On Sat, Nov 28, 2015 at 01:02:58PM +0100, alberto fuentes wrote:
desired = remove, status = install

I dont remember marking this packages in anyway, nor are they removed on a
full-upgrade or autoremove. So what are these packages about?

Luckily, "dpkg -l" gives you a nice header explaining what the three status columns mean:


$ dpkg -l |grep -vE ^ii

Desired=Unknown/Install/Remove/Purge/Hold
| Status=Not/Inst/Conf-files/Unpacked/halF-conf/Half-inst/trig-aWait/Trig-pend
|/ Err?=(none)/Reinst-required (Status,Err: uppercase=bad)
||/ Name                                          Version

^^^ This is the header. Notice the ASCII art tracing the three lines of information to three columns? The first column is the desired state of the package. The second column is the ACTUAL status of the package. The third column indicates any errors.

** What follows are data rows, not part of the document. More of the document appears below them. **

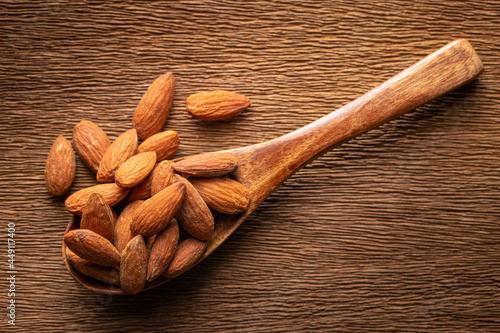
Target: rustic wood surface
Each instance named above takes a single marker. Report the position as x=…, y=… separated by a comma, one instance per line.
x=396, y=231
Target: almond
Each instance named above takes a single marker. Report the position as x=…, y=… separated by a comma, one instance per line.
x=156, y=213
x=222, y=194
x=152, y=112
x=120, y=150
x=112, y=193
x=216, y=105
x=122, y=233
x=194, y=215
x=150, y=241
x=98, y=216
x=163, y=250
x=206, y=165
x=90, y=142
x=135, y=169
x=162, y=177
x=60, y=167
x=187, y=254
x=92, y=247
x=133, y=266
x=102, y=273
x=164, y=144
x=143, y=190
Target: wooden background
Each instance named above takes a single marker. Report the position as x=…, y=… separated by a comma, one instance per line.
x=396, y=231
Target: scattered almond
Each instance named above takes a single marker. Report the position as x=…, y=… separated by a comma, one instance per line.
x=90, y=142
x=154, y=108
x=98, y=216
x=222, y=194
x=133, y=266
x=112, y=193
x=60, y=167
x=120, y=150
x=122, y=232
x=187, y=254
x=164, y=144
x=92, y=247
x=194, y=215
x=156, y=213
x=102, y=273
x=143, y=190
x=162, y=177
x=150, y=241
x=163, y=250
x=134, y=170
x=206, y=165
x=216, y=105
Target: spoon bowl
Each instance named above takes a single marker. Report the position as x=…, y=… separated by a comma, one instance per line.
x=263, y=167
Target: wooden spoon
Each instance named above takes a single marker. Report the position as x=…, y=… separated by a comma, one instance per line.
x=263, y=167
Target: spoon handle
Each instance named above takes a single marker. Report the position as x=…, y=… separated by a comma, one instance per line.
x=442, y=71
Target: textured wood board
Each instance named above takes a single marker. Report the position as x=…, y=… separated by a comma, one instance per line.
x=396, y=231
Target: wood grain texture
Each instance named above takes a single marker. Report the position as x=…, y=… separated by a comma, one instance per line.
x=396, y=231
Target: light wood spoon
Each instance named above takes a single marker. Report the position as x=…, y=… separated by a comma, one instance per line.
x=263, y=167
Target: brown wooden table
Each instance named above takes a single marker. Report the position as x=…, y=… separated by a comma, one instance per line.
x=396, y=231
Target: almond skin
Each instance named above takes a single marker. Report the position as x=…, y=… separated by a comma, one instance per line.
x=122, y=232
x=90, y=142
x=164, y=144
x=163, y=176
x=222, y=194
x=92, y=247
x=156, y=213
x=143, y=190
x=98, y=216
x=150, y=241
x=112, y=193
x=60, y=167
x=216, y=105
x=102, y=273
x=133, y=266
x=188, y=252
x=194, y=215
x=163, y=250
x=135, y=169
x=120, y=150
x=153, y=110
x=206, y=165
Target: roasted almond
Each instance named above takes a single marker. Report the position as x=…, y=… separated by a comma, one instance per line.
x=90, y=142
x=120, y=150
x=122, y=232
x=92, y=247
x=156, y=213
x=162, y=177
x=222, y=194
x=60, y=167
x=150, y=241
x=163, y=250
x=102, y=273
x=187, y=254
x=206, y=165
x=164, y=144
x=134, y=170
x=154, y=108
x=216, y=105
x=134, y=265
x=98, y=216
x=194, y=215
x=143, y=190
x=112, y=193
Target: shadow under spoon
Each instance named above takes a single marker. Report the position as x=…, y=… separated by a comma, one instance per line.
x=263, y=167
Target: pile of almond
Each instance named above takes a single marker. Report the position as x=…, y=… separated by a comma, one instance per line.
x=169, y=205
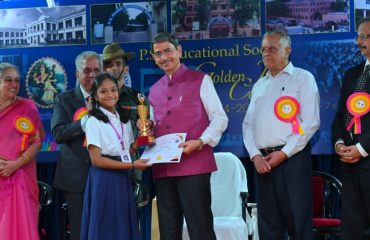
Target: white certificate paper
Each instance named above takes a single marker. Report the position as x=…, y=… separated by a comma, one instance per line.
x=166, y=149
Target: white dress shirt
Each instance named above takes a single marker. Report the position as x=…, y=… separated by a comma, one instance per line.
x=103, y=136
x=262, y=129
x=217, y=117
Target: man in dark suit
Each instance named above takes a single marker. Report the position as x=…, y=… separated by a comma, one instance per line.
x=68, y=130
x=353, y=146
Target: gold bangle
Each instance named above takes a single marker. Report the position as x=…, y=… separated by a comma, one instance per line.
x=132, y=148
x=26, y=158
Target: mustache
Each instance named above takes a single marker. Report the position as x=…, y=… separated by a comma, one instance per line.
x=361, y=46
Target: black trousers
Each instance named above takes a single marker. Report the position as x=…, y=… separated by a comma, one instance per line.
x=189, y=197
x=355, y=202
x=284, y=199
x=75, y=203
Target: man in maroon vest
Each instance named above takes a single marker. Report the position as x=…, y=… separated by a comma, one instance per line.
x=185, y=100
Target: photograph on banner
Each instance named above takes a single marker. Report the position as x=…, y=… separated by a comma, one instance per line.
x=45, y=78
x=362, y=10
x=41, y=27
x=127, y=22
x=307, y=17
x=205, y=19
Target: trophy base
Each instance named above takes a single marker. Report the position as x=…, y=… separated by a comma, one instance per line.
x=145, y=141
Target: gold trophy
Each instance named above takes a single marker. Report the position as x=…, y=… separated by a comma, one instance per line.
x=145, y=136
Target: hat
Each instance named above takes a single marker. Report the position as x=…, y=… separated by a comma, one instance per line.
x=114, y=50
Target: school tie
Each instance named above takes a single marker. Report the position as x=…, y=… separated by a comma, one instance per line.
x=360, y=86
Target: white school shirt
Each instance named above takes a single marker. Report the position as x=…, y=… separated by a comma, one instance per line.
x=262, y=129
x=103, y=136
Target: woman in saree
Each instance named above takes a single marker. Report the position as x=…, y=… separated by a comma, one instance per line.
x=20, y=140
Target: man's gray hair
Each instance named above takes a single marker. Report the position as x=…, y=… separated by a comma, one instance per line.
x=283, y=34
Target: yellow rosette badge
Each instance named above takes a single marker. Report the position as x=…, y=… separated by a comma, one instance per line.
x=358, y=104
x=286, y=109
x=24, y=126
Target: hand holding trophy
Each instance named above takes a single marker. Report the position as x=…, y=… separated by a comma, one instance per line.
x=145, y=136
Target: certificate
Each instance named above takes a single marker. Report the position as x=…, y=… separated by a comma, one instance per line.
x=165, y=150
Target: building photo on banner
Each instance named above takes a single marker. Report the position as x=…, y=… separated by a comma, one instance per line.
x=219, y=37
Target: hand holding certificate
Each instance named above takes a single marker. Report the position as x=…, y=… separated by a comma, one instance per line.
x=166, y=149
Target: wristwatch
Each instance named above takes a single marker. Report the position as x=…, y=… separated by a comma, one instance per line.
x=201, y=144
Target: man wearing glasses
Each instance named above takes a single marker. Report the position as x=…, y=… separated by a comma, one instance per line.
x=185, y=100
x=68, y=130
x=352, y=142
x=282, y=117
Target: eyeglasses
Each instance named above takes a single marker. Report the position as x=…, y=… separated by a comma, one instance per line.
x=269, y=49
x=165, y=52
x=88, y=71
x=362, y=37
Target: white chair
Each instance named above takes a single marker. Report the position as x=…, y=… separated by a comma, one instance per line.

So, you're excluding all packages with state "ii", which are packages which you WANT installed and which ARE installed. Packages which are "ri" are package which you WANT to remove, but which ARE installed. In other words, dpkg (or apt, or some pther package manager) has marked the package for removable, but that removal hasn't happened yet. I imagine this could happen, for example, if a removal command was interrupted.